The Opposition’s Contradictions

"In the present situation, the opposition to Saddam’s regime is seen as something that is being built by the Americans," says Raid Fahmi, a dissident from Saddam’s regime and the editor in chief of the Iraqi magazine Al Thakafa Al Jadida. The U.S. tends to prefer the Iraqi National Congress (INC), an opposition group influenced by Washington. But the INC has no precise plans for change in Iraq and is evasive when it comes to democracy. A party within Saddam’s own entourage, that is also part of the military hierarchy, has rallied to the cause of the INC adding to its disrepute and exposing its lack of transparency.

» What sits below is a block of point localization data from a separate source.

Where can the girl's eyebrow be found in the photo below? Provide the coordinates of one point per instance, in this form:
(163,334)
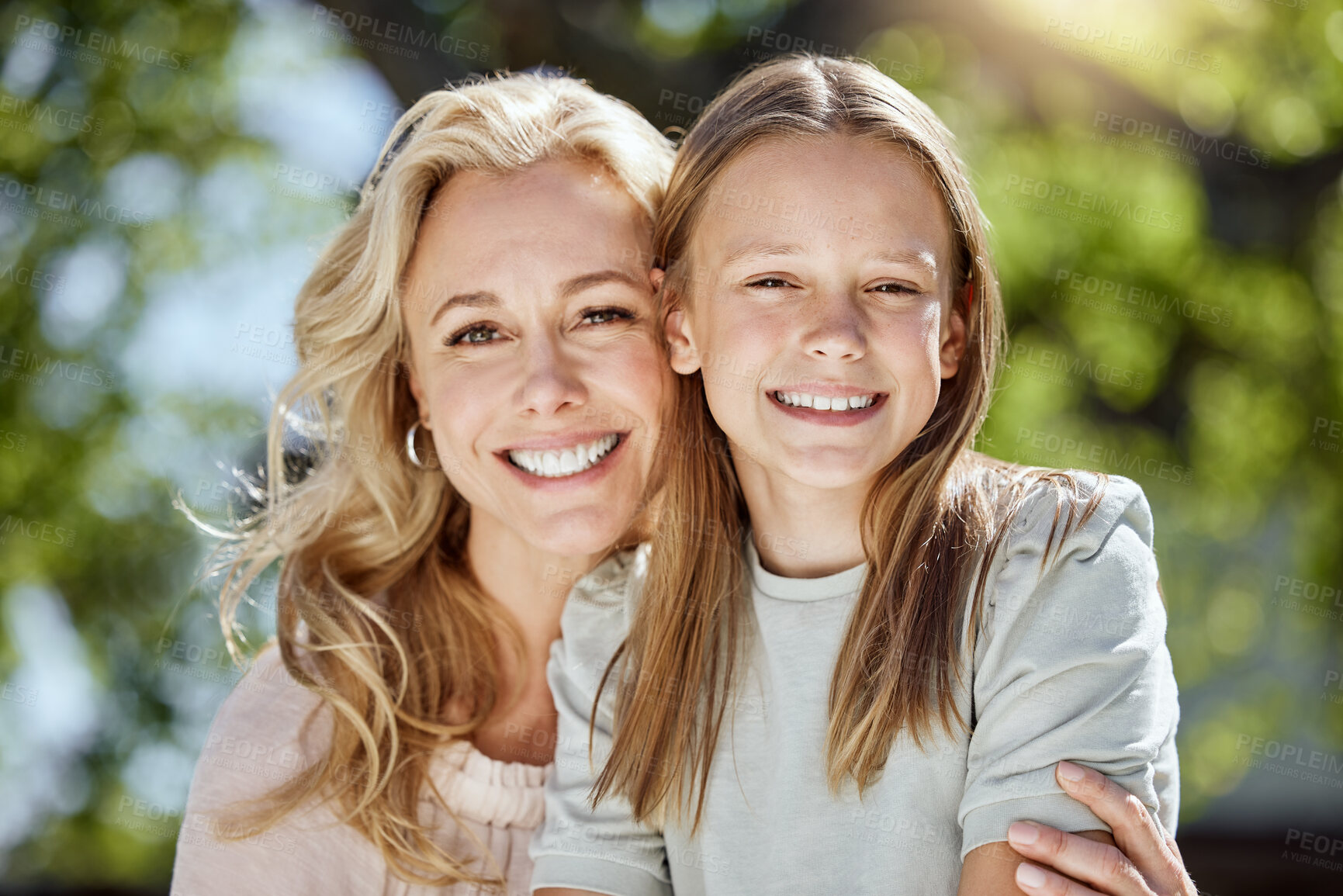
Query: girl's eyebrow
(924,260)
(762,249)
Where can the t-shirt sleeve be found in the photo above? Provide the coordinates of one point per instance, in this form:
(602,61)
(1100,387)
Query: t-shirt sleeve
(604,850)
(255,743)
(1072,666)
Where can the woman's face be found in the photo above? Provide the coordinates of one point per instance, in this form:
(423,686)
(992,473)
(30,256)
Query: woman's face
(536,356)
(819,310)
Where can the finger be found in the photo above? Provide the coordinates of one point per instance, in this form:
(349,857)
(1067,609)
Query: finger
(1135,832)
(1041,881)
(1098,864)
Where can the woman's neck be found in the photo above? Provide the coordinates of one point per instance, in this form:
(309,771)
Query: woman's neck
(532,586)
(799,531)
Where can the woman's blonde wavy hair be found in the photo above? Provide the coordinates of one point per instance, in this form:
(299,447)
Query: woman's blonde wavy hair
(364,540)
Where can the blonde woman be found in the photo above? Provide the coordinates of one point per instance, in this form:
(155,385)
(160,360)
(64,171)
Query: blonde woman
(483,375)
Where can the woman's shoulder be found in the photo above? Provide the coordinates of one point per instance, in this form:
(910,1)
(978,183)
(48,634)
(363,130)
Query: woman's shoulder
(598,611)
(266,730)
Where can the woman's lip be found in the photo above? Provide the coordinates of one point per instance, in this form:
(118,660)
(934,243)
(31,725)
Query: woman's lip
(560,441)
(576,480)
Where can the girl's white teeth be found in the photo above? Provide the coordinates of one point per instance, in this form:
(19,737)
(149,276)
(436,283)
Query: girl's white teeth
(567,462)
(823,403)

"When we talk about the Iraqi position, one can only see the Iraqi National Congress," says Fahmi. "The Americans and the media have marginalized important parts of the opposition that are opposed to war. But at the same time, politics is demanding a change." He underlines the fact that Iraqi and Kurdish political parties do exist - most notably, the Patriotic Union of Kurdistan (PUK), the Democratic Kurdish Party (DKP) and the Iraqi Communist Party (ICP) - who are trying to expand the anti-Saddam front while devising a more credible post-Saddam democratic Iraq than what the Americans are proposing.
For Fahmi, "change needs to happen with the Iraqis and via a non-military UN intervention so that the human rights violations are brought to an end and to create a democratic process." There are clauses that can be used to the betterment of the Iraqi people, like UN Resolution 688 that deals with human rights. "Pressure needs to be kept up and augmented. And this pressure cannot only pertain to military issues."

Worst Case Scenarios

"The worst scenario for Iraq would probably be if the United States attacks Iraq without UN approval. Their objective would be to put in power military and political people who pledge allegiance to the U.S. Not only would these people perpetuate Saddam’s dictatorship, but they would also transform Iraq into military and political support base for other American ’adventures’ in the region," says Pierre Beaudet, executive director of the international development NGO Alternatives. He specifies that the Bush and Rumsfeld entourage is already envisioning ways to intervene in Iran, Syria and even Saudi Arabia, which is considered too recalcitrant vis-à-vis the short-term objectives of the American administration.
Within this context, the efforts of France, Germany, and Russia to block military intervention remain an alternative to war. Their proposition to control and disarm Saddam while avoiding the use of force could very well be supported by most countries. This would mean that an armed conflict in Iraq would be avoided and the Iraqi people would have more time to put forward their democratic proposals.

"To really help the Iraqi people, one needs to give them the means to choose the future, and the political system, they want. It’s up to them - and not the Americans - to make this choice" says Fahmi. Beaudet argues that "the people of Iraq will only be able to control their future when "the rest of the world, starting with the United States, agrees to place human rights, even in the Middle East, at centre-stage."

Daphnée Dion-Viens, editorial assistant, Alternatives Newspaper

PHOTO DESCRIPTION: According to United Nations reports, the embargo has so far, among other things, caused 1.5 million fatalities, including 650 000 children under the age of five. Furthermore, 50% of the population drinks contaminated water, permetting the rapid spread of infectious and often fatal diseases to skyrocket.